The headline inflation rate appears to have reached its highest point, decelerating to 6.6% in April 2023 from 7.6% in March and 8.6% in February 2023. “We anticipate this downward trend to continue as inflation eventually eases toward the government’s target range by the fourth quarter of 2023. Indeed, the latest inflation report numbers look promising: food inflation declined from 9.5% in March to 8.0% in April 2023, while non-food inflation declined from 6.3% in March 2023 to 5.5% in April,” he said.

Balisacan said ensuring that the country not only go back to its high-growth path but, more importantly, achieve significant social and economic transformation by the end of this administration’s watch, involves fully implementing the strategies laid out in the Philippine Development Plan 2023-2028.

The strategies call for developing and protecting the capabilities of Filipinos and transforming our production sectors to generate more quality jobs and competitive products while ensuring a conducive overall investment environment in terms of governance and government policies. 

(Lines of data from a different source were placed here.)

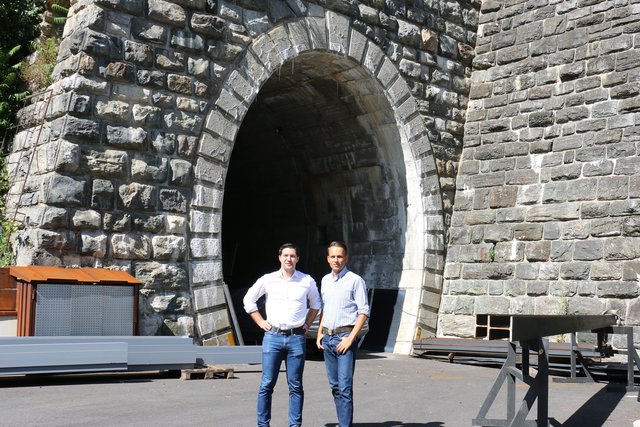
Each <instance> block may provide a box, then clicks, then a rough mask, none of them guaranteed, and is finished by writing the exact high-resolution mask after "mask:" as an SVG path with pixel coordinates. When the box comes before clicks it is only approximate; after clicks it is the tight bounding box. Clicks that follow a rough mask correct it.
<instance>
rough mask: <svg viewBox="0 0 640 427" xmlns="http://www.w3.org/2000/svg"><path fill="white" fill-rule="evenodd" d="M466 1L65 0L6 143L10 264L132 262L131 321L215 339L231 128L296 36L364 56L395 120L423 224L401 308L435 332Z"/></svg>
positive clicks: (460, 68) (451, 175) (222, 333)
mask: <svg viewBox="0 0 640 427" xmlns="http://www.w3.org/2000/svg"><path fill="white" fill-rule="evenodd" d="M478 7H479V2H478V1H476V0H471V1H462V0H461V1H453V0H451V1H435V0H433V1H426V0H425V1H414V2H404V1H392V0H387V1H382V0H371V1H361V2H356V1H346V0H345V1H337V0H336V1H329V0H326V1H325V0H318V1H301V0H286V1H284V0H280V1H277V0H271V1H268V2H265V1H263V0H237V1H214V0H209V1H205V0H176V1H174V2H168V1H163V0H148V1H134V2H132V1H128V0H94V1H89V0H81V1H78V2H76V3H75V4H74V5H73V6H72V8H71V11H70V16H69V20H68V22H67V25H66V27H65V34H64V40H63V42H62V45H61V49H60V52H59V57H58V64H57V66H56V69H55V72H54V74H55V78H56V83H55V84H54V85H52V87H51V88H50V89H51V91H50V92H49V95H51V96H50V97H47V98H45V99H44V100H42V101H40V102H38V103H36V104H34V105H32V106H31V107H29V108H27V109H25V110H24V111H23V112H22V118H23V123H24V125H25V126H26V128H27V130H25V131H23V132H21V133H20V134H18V135H17V137H16V139H15V142H14V147H13V154H12V155H11V157H10V166H11V170H10V174H11V176H12V180H13V186H12V188H11V192H10V199H9V205H10V207H13V208H14V209H15V208H16V207H17V208H18V213H17V219H18V220H19V221H20V223H21V224H22V226H23V229H22V230H21V232H20V233H19V235H18V236H17V239H16V247H17V255H18V264H55V265H66V266H72V265H81V266H105V267H111V268H121V269H125V270H128V271H130V272H132V273H133V274H134V275H135V276H136V277H138V278H139V279H141V280H142V281H143V283H144V286H143V290H142V294H143V298H142V302H141V317H142V318H141V322H140V324H141V328H142V330H141V332H142V333H143V334H158V333H173V334H192V333H193V334H195V335H196V336H197V337H198V338H199V339H201V340H202V341H204V342H206V343H211V344H214V343H225V342H226V340H227V337H228V335H227V332H228V331H229V329H230V320H229V317H228V314H227V311H226V309H225V304H226V300H225V296H224V292H223V288H222V286H221V285H222V271H221V270H222V262H221V244H220V229H221V218H222V215H221V209H222V200H223V195H224V183H225V175H226V170H227V167H228V164H229V158H230V156H231V153H232V148H233V143H234V138H235V136H236V134H237V132H238V129H239V128H240V127H241V125H242V119H243V117H244V115H245V114H246V112H247V110H248V108H249V107H250V105H251V103H252V101H253V100H254V99H255V97H256V95H257V94H258V92H259V90H260V88H261V87H262V85H263V84H264V83H265V81H266V80H267V79H268V78H269V77H271V76H272V75H276V74H277V72H278V70H279V69H280V67H282V66H283V65H284V64H285V63H286V61H288V60H291V59H293V58H295V57H296V56H297V55H300V54H301V53H304V52H311V51H314V52H324V53H327V54H331V55H336V56H338V57H341V58H348V59H349V61H350V63H351V64H352V66H354V67H356V68H357V70H356V71H357V73H355V74H356V75H357V78H361V75H362V74H363V73H364V74H367V75H368V76H369V78H370V79H371V80H372V81H374V82H375V90H376V91H377V92H378V93H379V94H380V96H381V97H382V99H384V100H385V101H384V102H385V103H387V105H388V109H389V111H390V114H391V116H392V117H394V118H395V120H396V127H397V132H398V134H399V136H400V140H401V142H402V152H403V153H404V155H405V159H404V162H405V165H403V167H405V166H406V167H407V168H408V170H409V172H408V173H407V175H410V176H412V177H413V176H414V175H415V178H412V180H413V181H415V183H416V186H415V187H410V189H411V190H412V192H413V193H414V194H412V195H411V197H414V198H417V200H418V203H413V205H414V206H417V207H415V208H414V209H415V210H416V212H417V214H416V215H413V216H412V217H411V218H410V221H415V222H416V223H417V224H419V227H418V229H419V230H421V233H424V234H420V235H418V236H412V237H411V238H412V239H415V240H417V241H418V243H417V246H418V247H419V248H420V250H421V251H420V252H419V253H417V252H416V253H412V254H410V255H411V257H406V256H405V258H411V259H410V260H408V261H407V260H406V259H405V261H404V264H405V267H404V268H405V270H407V271H408V270H411V271H412V272H414V273H416V274H413V276H412V277H414V280H413V281H414V282H416V283H417V286H418V288H422V289H423V290H424V292H423V293H422V297H421V298H422V299H421V301H420V302H421V308H422V310H421V312H420V315H419V317H418V318H417V319H416V318H414V319H413V320H414V324H415V321H417V322H418V324H419V326H420V328H422V329H425V330H427V331H428V332H429V333H435V328H436V313H437V310H438V304H439V295H440V289H441V287H442V270H443V267H444V229H445V224H446V223H447V222H448V218H449V215H450V212H451V199H452V197H453V194H454V189H455V186H454V180H455V173H456V161H457V159H458V157H459V155H460V151H461V147H462V135H463V124H464V120H465V118H464V111H465V108H466V105H467V99H468V98H467V95H468V91H469V77H470V71H471V68H470V64H471V60H472V58H473V48H472V46H473V45H474V44H475V37H476V33H475V29H476V23H477V9H478ZM345 74H347V73H345ZM344 78H345V79H348V77H344ZM345 81H346V80H345ZM346 82H347V83H348V81H346ZM356 86H357V87H358V88H360V90H362V88H364V87H365V85H364V84H361V85H356ZM376 96H377V95H376ZM381 133H384V132H381ZM32 159H33V161H32ZM400 161H401V162H402V160H400ZM398 232H399V233H402V232H403V230H399V231H398ZM400 256H401V257H402V254H400ZM415 260H418V261H415ZM363 264H364V263H363Z"/></svg>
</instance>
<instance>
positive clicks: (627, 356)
mask: <svg viewBox="0 0 640 427" xmlns="http://www.w3.org/2000/svg"><path fill="white" fill-rule="evenodd" d="M594 332H597V333H598V348H600V349H601V348H603V347H604V343H605V341H606V340H605V339H604V338H605V336H606V335H607V334H624V335H626V336H627V385H626V387H625V388H626V390H627V391H638V398H637V400H638V402H640V386H638V385H635V378H634V366H635V367H637V368H638V370H640V356H638V352H637V350H636V348H635V346H634V343H633V326H611V327H608V328H603V329H599V330H598V331H594Z"/></svg>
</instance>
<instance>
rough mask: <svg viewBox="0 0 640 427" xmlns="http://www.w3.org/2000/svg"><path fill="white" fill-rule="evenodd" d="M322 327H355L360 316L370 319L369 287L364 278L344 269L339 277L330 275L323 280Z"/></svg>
mask: <svg viewBox="0 0 640 427" xmlns="http://www.w3.org/2000/svg"><path fill="white" fill-rule="evenodd" d="M320 289H321V291H322V301H323V304H324V306H323V308H322V326H324V327H325V328H328V329H335V328H339V327H341V326H354V325H355V324H356V320H357V319H358V316H359V315H360V314H364V315H366V316H367V317H369V311H370V309H369V301H368V298H367V285H366V284H365V283H364V280H363V279H362V277H360V276H358V275H357V274H356V273H354V272H352V271H350V270H348V269H347V268H346V267H345V268H343V269H342V270H341V271H340V273H338V277H334V276H333V273H329V274H327V275H326V276H324V277H323V278H322V286H321V288H320Z"/></svg>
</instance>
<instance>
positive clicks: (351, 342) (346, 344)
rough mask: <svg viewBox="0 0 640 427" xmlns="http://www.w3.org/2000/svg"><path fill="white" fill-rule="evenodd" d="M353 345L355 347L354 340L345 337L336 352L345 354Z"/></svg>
mask: <svg viewBox="0 0 640 427" xmlns="http://www.w3.org/2000/svg"><path fill="white" fill-rule="evenodd" d="M352 345H353V338H351V337H344V338H342V340H341V341H340V343H339V344H338V345H337V346H336V350H338V353H340V354H345V353H346V352H347V350H349V348H351V346H352Z"/></svg>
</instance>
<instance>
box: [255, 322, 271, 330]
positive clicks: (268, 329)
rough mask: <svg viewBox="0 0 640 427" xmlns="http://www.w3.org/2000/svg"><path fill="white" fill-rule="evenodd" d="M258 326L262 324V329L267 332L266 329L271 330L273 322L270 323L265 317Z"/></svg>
mask: <svg viewBox="0 0 640 427" xmlns="http://www.w3.org/2000/svg"><path fill="white" fill-rule="evenodd" d="M258 326H260V329H262V330H263V331H265V332H266V331H270V330H271V323H269V322H268V321H266V320H264V319H263V320H261V321H260V322H259V323H258Z"/></svg>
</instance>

“In developing and protecting the capabilities of Filipinos and enhancing the prospects for sustained growth, it is crucial to address the rising costs of food and energy, especially since these disproportionately adversely affect the welfare of low-income and vulnerable individuals, as food items tend to dominate their consumption patterns,” he said.

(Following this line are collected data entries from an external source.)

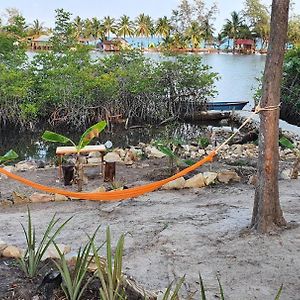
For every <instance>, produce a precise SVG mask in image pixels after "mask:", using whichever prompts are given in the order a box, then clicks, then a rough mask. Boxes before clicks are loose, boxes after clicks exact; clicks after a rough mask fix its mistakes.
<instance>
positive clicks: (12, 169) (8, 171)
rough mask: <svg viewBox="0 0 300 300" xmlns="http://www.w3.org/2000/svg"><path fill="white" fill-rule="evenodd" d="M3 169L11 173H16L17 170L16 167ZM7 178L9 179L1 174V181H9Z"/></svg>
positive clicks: (4, 175) (10, 166) (6, 176)
mask: <svg viewBox="0 0 300 300" xmlns="http://www.w3.org/2000/svg"><path fill="white" fill-rule="evenodd" d="M3 169H4V170H6V171H8V172H10V173H14V172H15V171H16V168H15V167H14V166H4V167H3ZM7 178H8V177H7V176H6V175H4V174H0V179H7Z"/></svg>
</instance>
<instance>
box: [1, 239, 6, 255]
mask: <svg viewBox="0 0 300 300" xmlns="http://www.w3.org/2000/svg"><path fill="white" fill-rule="evenodd" d="M6 247H7V244H6V243H4V242H3V241H1V240H0V257H1V255H2V251H3V250H4V249H5V248H6Z"/></svg>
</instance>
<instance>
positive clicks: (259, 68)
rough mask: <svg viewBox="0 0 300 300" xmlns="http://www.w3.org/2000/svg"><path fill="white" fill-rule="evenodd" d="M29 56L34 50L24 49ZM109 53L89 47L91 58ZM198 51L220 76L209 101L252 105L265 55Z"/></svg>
mask: <svg viewBox="0 0 300 300" xmlns="http://www.w3.org/2000/svg"><path fill="white" fill-rule="evenodd" d="M27 55H28V56H29V58H32V57H33V56H34V55H35V53H34V52H28V53H27ZM105 55H110V54H109V53H103V52H98V51H93V52H92V53H91V57H92V58H93V59H96V58H99V57H103V56H105ZM190 55H201V56H202V57H203V62H204V63H205V64H207V65H209V66H211V67H212V71H214V72H216V73H218V74H219V76H220V79H219V80H218V81H217V82H216V89H217V91H218V95H217V96H216V97H215V99H212V101H242V100H243V101H244V100H245V101H249V104H248V105H247V106H246V107H245V109H248V110H250V109H251V108H252V107H253V105H254V102H253V94H254V92H255V89H256V88H257V86H258V81H257V79H256V78H260V77H261V76H262V72H263V70H264V66H265V61H266V56H265V55H260V54H251V55H238V54H235V55H233V54H227V53H220V54H218V53H210V54H203V53H201V54H198V53H195V54H190ZM145 56H146V57H148V58H150V59H153V60H155V61H157V60H162V59H164V57H163V55H162V54H160V53H157V52H145Z"/></svg>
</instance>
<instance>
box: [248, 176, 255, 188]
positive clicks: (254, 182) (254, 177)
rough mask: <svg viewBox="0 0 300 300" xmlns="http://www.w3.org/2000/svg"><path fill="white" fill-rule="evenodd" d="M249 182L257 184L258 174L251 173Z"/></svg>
mask: <svg viewBox="0 0 300 300" xmlns="http://www.w3.org/2000/svg"><path fill="white" fill-rule="evenodd" d="M248 184H251V185H254V186H255V185H256V184H257V175H251V176H250V177H249V180H248Z"/></svg>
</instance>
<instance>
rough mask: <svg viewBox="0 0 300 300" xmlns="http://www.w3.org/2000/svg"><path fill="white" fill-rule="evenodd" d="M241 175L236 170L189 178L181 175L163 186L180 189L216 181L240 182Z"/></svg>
mask: <svg viewBox="0 0 300 300" xmlns="http://www.w3.org/2000/svg"><path fill="white" fill-rule="evenodd" d="M240 180H241V178H240V176H239V175H238V174H237V173H236V172H235V171H230V170H225V171H222V172H218V173H217V172H204V173H199V174H196V175H194V176H193V177H191V178H189V179H185V178H184V177H179V178H178V179H175V180H173V181H171V182H169V183H167V184H165V185H163V186H162V189H163V190H180V189H185V188H202V187H205V186H208V185H212V184H216V183H225V184H228V183H229V182H239V181H240Z"/></svg>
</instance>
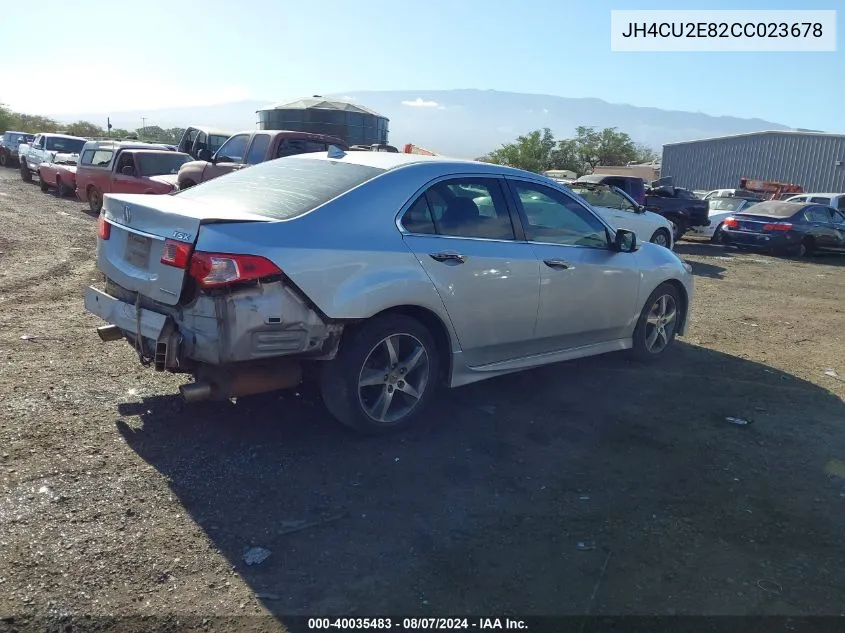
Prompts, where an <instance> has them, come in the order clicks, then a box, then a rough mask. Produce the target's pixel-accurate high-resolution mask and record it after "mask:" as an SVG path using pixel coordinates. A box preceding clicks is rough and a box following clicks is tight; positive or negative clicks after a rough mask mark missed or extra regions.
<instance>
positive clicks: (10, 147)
mask: <svg viewBox="0 0 845 633" xmlns="http://www.w3.org/2000/svg"><path fill="white" fill-rule="evenodd" d="M33 140H35V134H27V133H26V132H3V137H2V139H0V166H3V167H17V166H18V145H20V144H21V143H32V141H33Z"/></svg>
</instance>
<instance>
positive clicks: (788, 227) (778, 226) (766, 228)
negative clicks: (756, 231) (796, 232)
mask: <svg viewBox="0 0 845 633" xmlns="http://www.w3.org/2000/svg"><path fill="white" fill-rule="evenodd" d="M763 230H764V231H791V230H792V225H791V224H790V223H789V222H776V223H773V224H766V225H764V226H763Z"/></svg>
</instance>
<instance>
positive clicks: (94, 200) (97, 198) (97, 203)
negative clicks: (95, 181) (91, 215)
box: [88, 187, 103, 213]
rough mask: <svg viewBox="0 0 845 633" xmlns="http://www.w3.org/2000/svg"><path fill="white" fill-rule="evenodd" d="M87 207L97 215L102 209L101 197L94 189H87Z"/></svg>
mask: <svg viewBox="0 0 845 633" xmlns="http://www.w3.org/2000/svg"><path fill="white" fill-rule="evenodd" d="M88 207H89V208H90V209H91V211H93V212H94V213H99V212H100V211H101V210H102V208H103V195H102V194H101V193H100V191H99V189H97V188H96V187H90V188H89V189H88Z"/></svg>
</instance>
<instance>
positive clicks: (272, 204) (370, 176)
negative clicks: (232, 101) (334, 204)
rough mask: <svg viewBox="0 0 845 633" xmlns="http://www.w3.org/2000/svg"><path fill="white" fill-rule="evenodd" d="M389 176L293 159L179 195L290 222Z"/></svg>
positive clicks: (353, 167) (267, 162)
mask: <svg viewBox="0 0 845 633" xmlns="http://www.w3.org/2000/svg"><path fill="white" fill-rule="evenodd" d="M383 172H384V170H383V169H379V168H378V167H369V166H366V165H356V164H353V163H343V162H335V161H329V160H314V159H308V158H297V157H288V158H279V159H277V160H271V161H268V162H266V163H260V164H258V165H255V166H253V167H250V168H249V169H241V170H238V171H236V172H233V173H231V174H227V175H226V176H224V177H220V178H215V179H214V180H209V181H208V182H204V183H202V184H199V185H197V186H195V187H191V188H190V189H186V190H185V191H180V192H179V193H177V194H175V195H178V196H180V197H182V196H184V197H185V198H187V199H191V200H199V201H202V200H208V201H209V202H210V203H214V204H225V205H228V206H229V207H230V208H233V209H237V210H240V211H243V212H246V213H254V214H257V215H263V216H265V217H268V218H273V219H274V220H290V219H293V218H296V217H299V216H301V215H303V214H305V213H308V212H309V211H311V210H313V209H316V208H317V207H319V206H320V205H321V204H325V203H326V202H328V201H329V200H332V199H334V198H336V197H337V196H339V195H341V194H342V193H345V192H347V191H349V190H350V189H353V188H355V187H357V186H358V185H360V184H363V183H365V182H367V181H368V180H371V179H372V178H375V177H376V176H378V175H379V174H381V173H383Z"/></svg>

London-based think tank Oxford Economics said the first-quarter growth was led by private consumption and investment, but dragged down by external demand.

“We expect weaker global growth will continue to weigh on the Philippines' exports. Resilient domestic demand will in part offset this, but past rate hikes will take effect with a lag, and we look for overall growth to remain below trend this year and next,” it said.

Household spending grew at a robust pace of 6.3% y/y, from 7% previously, despite rising inflation during the quarter. Consumption growth in service-related sectors such as recreation and restaurants outpaced others as they recovered from the pandemic loss.

Investment was another bright spot, as construction picked up after lagging other types of investment. Private construction growth of 20.6% y/y outpaced the headline growth of 10.4% y/y. Government consumption also picked up to 6.2% y/y from 3.3% in Q4 2022.

Exports remained the main drag during the quarter, as total exports growth slowed to 0.4% y/y from 14.6% in Q4 2022. While service exports remained robust amid the recovery in the tourism sector, goods exports contracted by 15.3% y/y, recording the biggest drop since Q2 2009 excluding the pandemic period. Imports growth slowed to 4.2% y/y from 7% previously, primarily dragged down by a slowdown in services imports.

“We expect the external sector will continue to weigh on headline growth, particularly on the goods side. While March trade figure showed a pickup, we think this is a temporary blip related to China's reopening. Indeed, April trade data from China shows a normalization in imports from the Philippines,” it said.

Oxford Economics said lower global growth would drag on the goods exports and any substantial upturn in the IT cycle is unlikely this year.

Resilient domestic sector should provide some support, but we don’t think it will be able to fully offset the external headwinds. Therefore, while today's figure warrants an upgrade to our 2023 growth forecast, short-term growth will remain below its pre-pandemic trend,” it said.